Designer Profile: Sole Man
Any well-heeled lady who’s ever put together a smart head-to-toe outfit knows that the right shoe can kick up her ensemble, and she’s probably subjected her feet to many a pinch or blister for the sake of style. After all, beauty is pain, right? Not necessarily, says Blakehall Footwear founder and designer Blake Vaigneur, who’s taken careful steps to ensure that his Rowen and Blakelee lines not only look good, they feel good, too. And while his personal laid-back loafer look attests to his understanding of comfort, the sassy pumps, wedges, and sandals that he creates are far from loafs.
So how did this Clemson finance grad become such an expert in women’s footwear? Let’s just say he followed in his mother’s footsteps. The youngest son of Copper Penny retail matron Penny Vaigneur, Blake helped his parents launch the clothing boutique’s sister store, Copper Penny Shooz, shortly after his 2002 graduation. “I had high hopes of becoming a financial planner, but my mother presented me with an offer I couldn’t refuse,” says the 33-year-old, who stepped in to oversee operations of the new store.

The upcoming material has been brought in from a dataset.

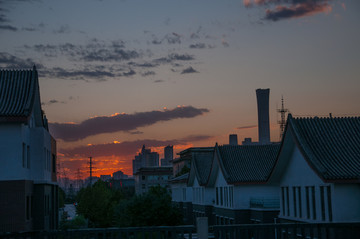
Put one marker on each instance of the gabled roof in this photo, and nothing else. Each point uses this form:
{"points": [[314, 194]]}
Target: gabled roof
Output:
{"points": [[180, 179], [330, 145], [18, 92], [201, 163], [242, 164]]}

There, Vaigneur came to recognize both what women wanted and what they couldn’t find in footwear. (He observed, for instance, that a 60-millimeter heel is too high for most, but a 50-millimeter heel is too low; 55 millimeters, about two and a half inches, stands at just the right height.) “Shoe design is much more than just creativity; 70 percent of it is the technical ability to make the shoes wearable,” explains Vaigneur, who debuted a simple collection of flat sandals in 2007 before expanding into women’s dress shoes.
To gather inspiration for his creations, the designer watches current trends, spies at the fancy feet of those around him, and takes notice of interesting construction in other forms (a flower box at a nearby coffee shop, for example). He also researches the relationships between pop culture and past styles (like the connection of the go-go boot craze to the moon landing in the late 1960s). Before spending months at the drawing board developing sketches, Vaigneur cobbles leather pieces onto a hand-sculpted wooden last, a form of the human foot, to shape the toe and upper portions of a prototype.
“There are certain specifics to an ideal U.S. fit,” notes the designer, who travels a couple times each year to his partner factories in India and Brazil to finesse and finalize his line for the upcoming season. On his hands and knees with a measuring tape in front of a model, Vaigneur tosses out instructions of how each shoe should fit to the millimeter. “If the heel cup is too tall, the back of the shoe will irritate,” he offers by way of example. In the end, the patent, gold-brushed, and Vachetta leather goods he uses perfectly fit his vision—and that of his customers.
As most shoe shoppers know, finding comfort and class paired together in, well, a pair can be tricky business. But for this creative entrepreneur, the match makes for good business. “My shoes have to fit in all the right areas,” he says. “Especially in a weak economy, I have one chance at impressing wearers.”
And impress them he has. Vaigneur’s creations have quickly become favorites in boutiques across the Southeast, and this spring, Anthropologie’s bridal shop, BHLDN, picked up the exclusive on his iridescent slingback. But this designer isn’t just kicking back in the midst of all his success. He has partnered with a major textile supplier to create a cotton canvas print that will find its way onto espadrilles and heels next spring (look for pops of watermelon, yellow, and teal), and he’s at work on a new “funky” line for 2012.
Vaigneur certainly has made great strides in the footwear fashion industry with his look good/feel good approach. This shoe indeed fits.